Kuşkusuz, birbiriyle bağlantılı sorunlarımız, uluslararası işbirliğine yönelik yenilenmiş bir kararlılık gerektirmektedir. Ancak bu kararlılık aynı zamanda ulusal ve bölgesel politikalarımıza ve dolayısıyla siyasi parti programlarımıza da yansıtılmalıdır. Sosyalist Enternasyonal, bu konuda katılımcı bir tartışma süreci başlatmak ve iyi uygulamaların paylaşılmasını teşvik etmek amacıyla, Türkiye'deki üye partimiz CHP'nin olağanüstü parti kongresi çerçevesinde ev sahipliğini üstlendiği “Küresel ve Ulusal Sorunlara İlerici Yanıtlar" konulu özel bir komite oluşturmuştur.

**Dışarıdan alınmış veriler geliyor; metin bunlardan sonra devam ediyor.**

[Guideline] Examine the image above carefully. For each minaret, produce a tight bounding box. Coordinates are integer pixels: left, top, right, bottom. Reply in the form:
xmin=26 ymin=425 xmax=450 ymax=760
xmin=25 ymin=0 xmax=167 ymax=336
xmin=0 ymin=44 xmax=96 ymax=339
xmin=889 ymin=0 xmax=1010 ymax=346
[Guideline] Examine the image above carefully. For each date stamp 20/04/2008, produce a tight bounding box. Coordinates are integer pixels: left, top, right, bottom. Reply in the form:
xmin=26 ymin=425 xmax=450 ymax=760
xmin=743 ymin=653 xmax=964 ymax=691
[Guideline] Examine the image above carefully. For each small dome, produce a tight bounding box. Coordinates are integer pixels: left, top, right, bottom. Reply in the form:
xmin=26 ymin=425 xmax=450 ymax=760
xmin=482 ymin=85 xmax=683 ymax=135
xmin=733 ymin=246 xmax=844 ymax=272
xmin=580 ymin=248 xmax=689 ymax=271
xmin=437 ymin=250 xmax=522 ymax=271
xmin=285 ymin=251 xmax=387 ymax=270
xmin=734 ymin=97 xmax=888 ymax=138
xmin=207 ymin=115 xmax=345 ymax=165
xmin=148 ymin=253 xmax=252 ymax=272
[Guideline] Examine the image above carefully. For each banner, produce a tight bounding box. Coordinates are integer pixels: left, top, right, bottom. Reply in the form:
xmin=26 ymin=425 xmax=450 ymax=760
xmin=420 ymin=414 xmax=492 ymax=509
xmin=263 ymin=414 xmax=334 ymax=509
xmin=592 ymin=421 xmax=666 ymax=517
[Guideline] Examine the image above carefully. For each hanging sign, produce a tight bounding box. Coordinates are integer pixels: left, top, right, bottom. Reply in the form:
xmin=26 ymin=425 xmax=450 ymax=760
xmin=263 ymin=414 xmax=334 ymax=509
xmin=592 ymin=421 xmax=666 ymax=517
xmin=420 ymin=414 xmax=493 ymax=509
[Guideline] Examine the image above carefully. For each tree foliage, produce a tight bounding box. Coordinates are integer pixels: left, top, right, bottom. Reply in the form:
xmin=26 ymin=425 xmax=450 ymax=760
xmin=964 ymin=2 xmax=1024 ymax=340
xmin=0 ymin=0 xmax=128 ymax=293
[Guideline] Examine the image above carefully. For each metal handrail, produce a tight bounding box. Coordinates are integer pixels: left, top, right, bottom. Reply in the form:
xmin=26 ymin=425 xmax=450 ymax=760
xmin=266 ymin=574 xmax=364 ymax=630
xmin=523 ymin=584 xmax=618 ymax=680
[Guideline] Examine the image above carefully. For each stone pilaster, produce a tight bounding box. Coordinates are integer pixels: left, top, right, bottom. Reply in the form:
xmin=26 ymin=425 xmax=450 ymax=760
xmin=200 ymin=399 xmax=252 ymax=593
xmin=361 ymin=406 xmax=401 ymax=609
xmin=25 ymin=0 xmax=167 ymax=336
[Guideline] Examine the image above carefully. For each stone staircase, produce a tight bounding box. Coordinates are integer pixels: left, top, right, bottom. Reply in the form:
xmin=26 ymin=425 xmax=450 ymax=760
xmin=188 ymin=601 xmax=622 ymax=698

Kuşkusuz, her ülkenin farklı ulusal, ekonomik ve sosyal koşullarını göz önünde bulundurmalıyız. Ancak geniş bir düşünce laboratuvarı olarak, yaratıcı alternatifler üretmeli ve tüm üyelerimiz ve toplumun geneli tarafından anlaşılabilecek bir küresel bilinç geliştirme ihtiyacı konusunda farkındalık yaratmalıyız.